May 6
Two enforcement service specialists were dispatched to the property on Romero Street around 2:30 p.m. to inspect the furniture and other debris that had been stacked in a tall pile in the yard, according to reports filed by the officers.
The ESS officers smelled the foul odor almost instantly.
“I was overtook by a strong odor of something deceased as we approached,” one ESS officer wrote in a report.
The door to the stucco building wasn’t locked this time. In fact, ESS officers found the door wide open.
After making contact with the owner, ESS officers were granted permission to enter the structure. The deeper into the building they walked, the stronger the odor became.
“We began to focus on (the) floor just left of the side-entrance door that was swarming with flies,” an ESS officer wrote. “We noticed evidence of a hole that was being dug as there were markings from a shovel.” The property owner said he wasn’t aware of the hole.
As they walked deeper into the building, the strong odor was difficult to ignore. They searched for the source of the smell, and entered a kitchen. To the left was a bedroom, and directly off the bedroom was a bathroom. The toilet was filled with human waste, but officers were sure it wasn’t the source of the smell. The odor was too distinct, too strong.
More flies swarmed by a wall near the bathroom. ESS officers theorized that a dead rodent could be decaying inside the wall. The owner promised to have the issue looked into soon.

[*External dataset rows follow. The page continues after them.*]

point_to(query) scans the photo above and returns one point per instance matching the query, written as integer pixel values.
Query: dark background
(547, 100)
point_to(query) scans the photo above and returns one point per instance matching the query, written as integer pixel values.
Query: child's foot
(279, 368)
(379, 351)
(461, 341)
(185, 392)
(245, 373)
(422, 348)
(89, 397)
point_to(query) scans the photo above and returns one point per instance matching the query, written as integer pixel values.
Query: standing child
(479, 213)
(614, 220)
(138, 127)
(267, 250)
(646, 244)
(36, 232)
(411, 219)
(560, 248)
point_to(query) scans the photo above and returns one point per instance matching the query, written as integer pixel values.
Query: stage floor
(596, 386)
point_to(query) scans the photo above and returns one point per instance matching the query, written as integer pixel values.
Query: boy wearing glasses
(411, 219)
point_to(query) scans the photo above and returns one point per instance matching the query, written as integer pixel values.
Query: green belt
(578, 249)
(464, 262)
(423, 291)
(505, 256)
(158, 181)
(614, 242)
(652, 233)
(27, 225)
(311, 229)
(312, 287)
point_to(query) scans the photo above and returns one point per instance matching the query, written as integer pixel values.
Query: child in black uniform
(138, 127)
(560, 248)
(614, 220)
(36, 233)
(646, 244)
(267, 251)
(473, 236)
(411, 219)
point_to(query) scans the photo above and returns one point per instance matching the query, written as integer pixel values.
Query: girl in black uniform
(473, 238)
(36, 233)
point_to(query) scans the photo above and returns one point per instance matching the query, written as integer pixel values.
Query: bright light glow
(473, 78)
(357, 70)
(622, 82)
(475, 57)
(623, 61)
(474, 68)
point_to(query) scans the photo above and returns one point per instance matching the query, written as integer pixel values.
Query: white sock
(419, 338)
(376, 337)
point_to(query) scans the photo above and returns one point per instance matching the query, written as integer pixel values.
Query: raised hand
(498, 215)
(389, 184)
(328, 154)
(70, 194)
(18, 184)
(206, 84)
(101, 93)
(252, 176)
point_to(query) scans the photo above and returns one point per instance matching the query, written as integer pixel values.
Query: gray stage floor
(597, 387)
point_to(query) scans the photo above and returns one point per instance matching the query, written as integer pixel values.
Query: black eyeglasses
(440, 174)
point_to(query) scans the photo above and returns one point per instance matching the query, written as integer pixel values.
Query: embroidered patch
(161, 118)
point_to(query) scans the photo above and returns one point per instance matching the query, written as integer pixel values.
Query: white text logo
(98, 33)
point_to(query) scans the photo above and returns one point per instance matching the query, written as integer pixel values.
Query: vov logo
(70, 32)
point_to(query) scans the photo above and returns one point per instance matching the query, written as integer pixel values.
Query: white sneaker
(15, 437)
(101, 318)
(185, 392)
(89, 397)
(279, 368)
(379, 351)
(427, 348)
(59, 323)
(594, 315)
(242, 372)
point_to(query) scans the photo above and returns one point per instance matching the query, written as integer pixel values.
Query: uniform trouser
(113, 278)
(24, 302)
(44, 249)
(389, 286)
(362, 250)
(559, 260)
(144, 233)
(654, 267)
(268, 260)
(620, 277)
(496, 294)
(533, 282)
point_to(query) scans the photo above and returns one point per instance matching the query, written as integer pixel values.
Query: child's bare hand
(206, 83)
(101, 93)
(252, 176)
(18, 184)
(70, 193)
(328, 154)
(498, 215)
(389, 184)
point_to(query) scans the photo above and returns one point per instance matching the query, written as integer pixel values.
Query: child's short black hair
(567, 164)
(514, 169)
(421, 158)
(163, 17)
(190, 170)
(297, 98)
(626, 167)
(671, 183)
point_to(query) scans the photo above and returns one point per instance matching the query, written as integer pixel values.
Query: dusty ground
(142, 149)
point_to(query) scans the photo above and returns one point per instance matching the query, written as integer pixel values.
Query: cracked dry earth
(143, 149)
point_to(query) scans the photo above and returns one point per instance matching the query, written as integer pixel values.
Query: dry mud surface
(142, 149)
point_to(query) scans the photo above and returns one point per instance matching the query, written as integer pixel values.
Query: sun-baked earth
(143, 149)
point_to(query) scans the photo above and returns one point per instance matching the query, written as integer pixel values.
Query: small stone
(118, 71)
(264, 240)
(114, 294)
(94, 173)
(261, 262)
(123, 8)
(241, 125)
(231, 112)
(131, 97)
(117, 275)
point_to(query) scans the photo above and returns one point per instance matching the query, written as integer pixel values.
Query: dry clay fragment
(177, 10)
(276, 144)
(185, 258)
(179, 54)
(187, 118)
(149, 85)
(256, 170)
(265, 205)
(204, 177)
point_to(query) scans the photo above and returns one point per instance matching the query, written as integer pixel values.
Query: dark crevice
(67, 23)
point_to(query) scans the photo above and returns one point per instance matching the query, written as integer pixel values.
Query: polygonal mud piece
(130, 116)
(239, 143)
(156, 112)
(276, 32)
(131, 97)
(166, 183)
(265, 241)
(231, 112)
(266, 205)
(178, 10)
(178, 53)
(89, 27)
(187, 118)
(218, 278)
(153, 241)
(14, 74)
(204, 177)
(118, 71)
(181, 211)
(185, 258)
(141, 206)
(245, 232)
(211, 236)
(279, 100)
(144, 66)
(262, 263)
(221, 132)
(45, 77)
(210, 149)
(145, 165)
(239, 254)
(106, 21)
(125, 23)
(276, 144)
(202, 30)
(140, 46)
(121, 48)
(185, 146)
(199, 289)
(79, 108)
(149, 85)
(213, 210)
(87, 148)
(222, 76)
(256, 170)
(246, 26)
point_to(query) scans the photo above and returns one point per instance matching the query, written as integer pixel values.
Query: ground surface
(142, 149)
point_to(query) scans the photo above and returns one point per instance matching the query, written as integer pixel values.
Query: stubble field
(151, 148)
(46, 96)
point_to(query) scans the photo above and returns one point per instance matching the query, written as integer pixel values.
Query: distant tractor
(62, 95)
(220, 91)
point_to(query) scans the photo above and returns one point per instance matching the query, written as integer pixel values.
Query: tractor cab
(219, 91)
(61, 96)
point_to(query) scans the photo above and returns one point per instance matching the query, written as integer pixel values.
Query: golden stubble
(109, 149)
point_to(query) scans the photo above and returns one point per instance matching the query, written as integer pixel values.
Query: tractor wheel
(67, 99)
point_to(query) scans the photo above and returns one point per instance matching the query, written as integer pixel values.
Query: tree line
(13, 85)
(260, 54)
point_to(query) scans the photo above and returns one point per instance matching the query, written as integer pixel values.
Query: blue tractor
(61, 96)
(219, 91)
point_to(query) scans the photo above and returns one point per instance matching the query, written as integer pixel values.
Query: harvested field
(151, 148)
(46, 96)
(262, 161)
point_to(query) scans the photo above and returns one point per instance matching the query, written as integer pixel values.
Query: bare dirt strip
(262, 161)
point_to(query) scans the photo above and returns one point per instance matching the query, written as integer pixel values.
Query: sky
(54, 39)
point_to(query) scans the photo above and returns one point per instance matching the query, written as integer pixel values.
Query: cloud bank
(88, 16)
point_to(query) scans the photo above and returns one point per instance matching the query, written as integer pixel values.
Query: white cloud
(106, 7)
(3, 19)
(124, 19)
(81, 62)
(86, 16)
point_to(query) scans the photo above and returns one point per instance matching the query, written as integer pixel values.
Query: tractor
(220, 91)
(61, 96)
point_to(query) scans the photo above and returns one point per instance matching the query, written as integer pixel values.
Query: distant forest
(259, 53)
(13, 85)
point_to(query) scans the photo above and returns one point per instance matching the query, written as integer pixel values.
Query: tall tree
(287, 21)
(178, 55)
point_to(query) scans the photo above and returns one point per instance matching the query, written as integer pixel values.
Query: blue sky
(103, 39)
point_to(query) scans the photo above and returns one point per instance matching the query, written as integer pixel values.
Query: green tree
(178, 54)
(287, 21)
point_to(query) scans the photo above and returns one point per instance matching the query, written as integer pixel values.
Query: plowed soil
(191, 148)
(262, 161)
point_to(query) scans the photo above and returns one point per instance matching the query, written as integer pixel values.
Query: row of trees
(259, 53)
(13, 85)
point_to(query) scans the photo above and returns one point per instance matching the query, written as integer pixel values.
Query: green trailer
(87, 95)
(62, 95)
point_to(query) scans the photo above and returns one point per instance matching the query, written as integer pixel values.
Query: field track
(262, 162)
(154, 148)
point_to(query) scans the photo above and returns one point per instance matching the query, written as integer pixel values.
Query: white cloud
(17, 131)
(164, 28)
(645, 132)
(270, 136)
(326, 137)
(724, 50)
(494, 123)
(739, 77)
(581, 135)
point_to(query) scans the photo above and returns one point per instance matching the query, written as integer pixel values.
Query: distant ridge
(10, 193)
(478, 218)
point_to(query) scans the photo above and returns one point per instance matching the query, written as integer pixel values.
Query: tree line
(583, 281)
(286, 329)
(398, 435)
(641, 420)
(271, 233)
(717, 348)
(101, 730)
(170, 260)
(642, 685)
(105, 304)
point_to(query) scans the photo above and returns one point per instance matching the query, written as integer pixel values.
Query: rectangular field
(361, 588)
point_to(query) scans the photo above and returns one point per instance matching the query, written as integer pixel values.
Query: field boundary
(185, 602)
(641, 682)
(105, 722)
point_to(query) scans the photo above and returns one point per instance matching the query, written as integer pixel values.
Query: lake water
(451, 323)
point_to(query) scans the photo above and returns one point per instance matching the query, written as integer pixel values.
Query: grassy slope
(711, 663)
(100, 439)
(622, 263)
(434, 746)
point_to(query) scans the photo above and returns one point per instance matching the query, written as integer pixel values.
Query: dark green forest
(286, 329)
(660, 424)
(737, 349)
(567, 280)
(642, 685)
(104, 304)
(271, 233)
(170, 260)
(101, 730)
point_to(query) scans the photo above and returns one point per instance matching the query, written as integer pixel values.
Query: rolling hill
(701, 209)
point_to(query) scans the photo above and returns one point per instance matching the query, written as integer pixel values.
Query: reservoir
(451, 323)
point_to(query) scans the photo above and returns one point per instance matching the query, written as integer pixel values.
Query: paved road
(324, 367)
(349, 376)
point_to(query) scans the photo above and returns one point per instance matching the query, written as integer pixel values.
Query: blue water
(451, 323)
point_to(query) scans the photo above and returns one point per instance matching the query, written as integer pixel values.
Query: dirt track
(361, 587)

The longer they were inside the building, the more unbearable the smell became.
In the fresh air outside, the officers discussed the “horrific smell,” as one of them described it. Something wasn’t right. It had to be more than a rodent in a wall. That’s when ESS officers contacted dispatch and requested an LVPD officer.
A police sergeant arrived and entered the home with one of the ESS officers, the owner of the property and a man identified as his son-in-law.
Within minutes, all of them exited the house coughing and gagging, according to a report filed by an ESS officer.